Question

vg call problem request

0

Entering edit mode

23 months ago

20110700081 • 0

Hello, recently I'm genotyping some SVs using illumila data, however, I have met some problems that I can not figure it out. The questions are as follows:

For some large DEL SVs, for example, SV length > 1kb, the variants will be filtered in the final vcf file, should I change some parameters to avoid this problem?
For some INS SVs, maybe the position was not so precise. For example, I did a PCR to confirm the position of an INS, and did both genotyping by using the modified position and the original position, but the genotyping results were not consistent. Because it is not easy to do PCR to correct the position of all the SVs, could you please give me some suggestions to deal with this situation?

Thank so much!

DEL accuracy INS call vg • 1.1k views

ADD COMMENT • link updated 23 months ago by dthorbur ★ 3.1k • written 23 months ago by 20110700081 • 0

0

Entering edit mode

You need to provide more information. What SV calling pipeline have you used, and what parameters did you use for filtering, what is the depth of your sequencing, is it paired end data, how many samples do you have? All of these are important to consider when analysing variant calling results.

I wouldn't consider SVs greater than 1kb to be large, and they are usually retained in my datasets. Is this due to a parameter you set or the software? If you are looking for cutoffs, you can either make that data driven (i.e., trimming the top and bottom percentiles to remove long tails) or use literature in your field to find common kb thresholds.

Was the insertion fixed in the population you sampled? If there is heterozygosity for this INS at this loci then the PCR will be inconsistent.

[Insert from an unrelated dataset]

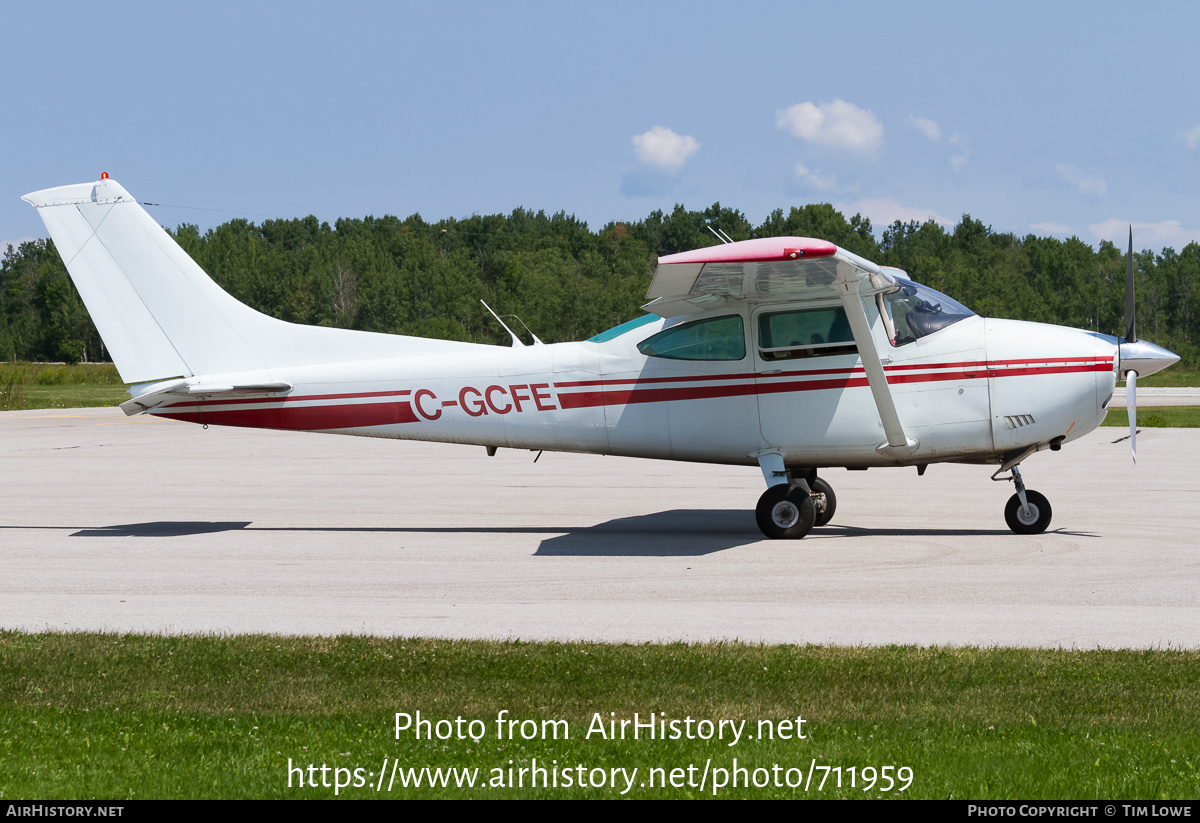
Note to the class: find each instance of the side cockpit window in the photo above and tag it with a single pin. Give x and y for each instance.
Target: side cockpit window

ADD REPLY • link 23 months ago by dthorbur ★ 3.1k

0

Entering edit mode

Here is my pipeline:

vg giraffe -Z test.gbz -m test.min -t 8 -b fast --rescue-algorithm "dozeu" -N test -d test.dist -f sample1_1.fq.gz -f sample_2.fq.gz 2>run.log  1>test.mapped.gam 
vg pack -x test.xg -g test.mapped.gam -o test.mapped.gam.pack  -Q 5
vg call test.xg -r test.snarls  -k test.mapped.gam.pack  -t 30 -a -s sample1  > sample1.genotypes.vcf

And the depth of the sequencing is 38X, it is paired end data, I have 736 samples to be genotyped. And before doing genotyping, I want to test the calling pipeline by using a sample who has both second and third generation sequencing results. I got ~57,000 SVs by using third generation sequencing results, and constructed corresonding files(.dist, .min and .xg) by using the vcf file produced by the third generation sequencing results. However, I counld not abtain DEL SVs longer than 1Kb by using this pipeline, it seems longer DEL SVs were filtered. Could you please give me some suggestions? Thanks so much!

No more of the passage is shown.